Saturday, November 26, 2011
As mentioned in yesterday's post, bolinhos are typical Brazilian bar snacks, and are probably nowhere more popular than they are in Rio. We don't know of any statistical study of bolinho-recipe popularity, but we'd venture a guess that the most popular of all bolinhos in Rio is the classic bolinho de bacalhau, made from salt-cod. Bolinho de aipim must run a close second, however.
As we mentioned yesterday, the typical bolinho recipe includes some form of protein plus some type of carbohydrate. In this recipe, the protein is mozzarella cheese (the chewy, rubbery pizza type, not fresh or soft mozzarella) and the carbohydrate is the manioc.
Properly made, bolinho de aipim is light and fluffy and is best served piping hot, right out of the deep fryer. Best accompaniments are a wedge of fresh lime and a good hot sauce. And, it goes without saying, a cold, cold beer to wash it down.
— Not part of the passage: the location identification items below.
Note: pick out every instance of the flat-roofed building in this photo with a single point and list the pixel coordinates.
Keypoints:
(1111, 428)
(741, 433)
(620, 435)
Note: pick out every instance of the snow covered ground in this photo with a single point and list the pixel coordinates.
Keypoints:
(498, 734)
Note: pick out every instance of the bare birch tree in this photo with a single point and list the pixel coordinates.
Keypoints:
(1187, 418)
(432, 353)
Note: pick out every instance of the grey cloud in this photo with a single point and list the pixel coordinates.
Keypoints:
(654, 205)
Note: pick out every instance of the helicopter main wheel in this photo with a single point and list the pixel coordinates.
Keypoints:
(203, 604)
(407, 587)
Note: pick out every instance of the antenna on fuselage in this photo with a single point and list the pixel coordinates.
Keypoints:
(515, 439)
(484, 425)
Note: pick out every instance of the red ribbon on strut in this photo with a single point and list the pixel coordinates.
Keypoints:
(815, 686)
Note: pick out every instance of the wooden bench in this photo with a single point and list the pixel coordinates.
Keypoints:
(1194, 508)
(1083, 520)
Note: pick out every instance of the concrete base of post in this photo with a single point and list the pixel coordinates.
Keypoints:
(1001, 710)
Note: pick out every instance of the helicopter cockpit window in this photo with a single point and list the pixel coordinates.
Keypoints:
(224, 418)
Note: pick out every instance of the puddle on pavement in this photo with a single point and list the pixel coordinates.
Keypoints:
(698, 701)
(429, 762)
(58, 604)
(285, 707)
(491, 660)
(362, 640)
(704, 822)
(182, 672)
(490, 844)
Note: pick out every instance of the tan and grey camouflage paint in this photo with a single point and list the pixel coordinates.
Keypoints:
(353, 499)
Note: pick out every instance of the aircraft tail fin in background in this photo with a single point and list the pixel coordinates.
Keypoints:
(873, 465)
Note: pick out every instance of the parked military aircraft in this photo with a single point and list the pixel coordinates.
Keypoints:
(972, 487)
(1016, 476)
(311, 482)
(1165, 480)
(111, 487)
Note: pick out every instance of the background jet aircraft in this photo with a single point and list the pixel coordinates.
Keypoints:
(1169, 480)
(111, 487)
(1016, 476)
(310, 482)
Fresh manioc root can be found in many Latin American and African food stores. It's variously called manioc, cassava, yuca, aipim or macaxeira depending on the ethnic community the store caters too.
RECIPE- Manioc Fritters (Bolinho de Aipim)
makes 20 bolinhos
2 lbs (1 kg) precooked manioc, mashed and cooled
2 whole eggs
1 Tbsp butter
salt to taste
6 oz. (200 gr.) pizza-style mozzarella, cut into small cubes
dry bread crumbs
fresh vegetable oil for deep frying
In a large mixing bowl, combine the mashed manioc, one egg lightly beaten, the butter and salt to taste. Mix well with a wooden spoon.
Using wet hands shape the mixture into small balls. Place each ball in the center of the palm of your hand, press in the center to make an indentation, then place one cube of cheese in the indentation. With your hands reform the ball around the cheese cube, sealing it in well. Reserve the balls on a smooth counter surface or cookie sheet.
In one deep soup plate lightly beat the remaining egg and in a second one add about 1 inch of dried bread crumbs. Pass each ball through the beaten egg first, then roll them in the bread crumbs. Return them to the counter or cookie sheet and reserve.
Heat the deep-fryer to recommended temperature for doughnuts. When hot add a few balls at a time to the hot oil - do not crowd them. When they are golden on all sides, remove from the oil and drain on several layers of paper towel. Continue with the remaining balls, frying in batches.
As soon as all the balls are cooked serve them immediately.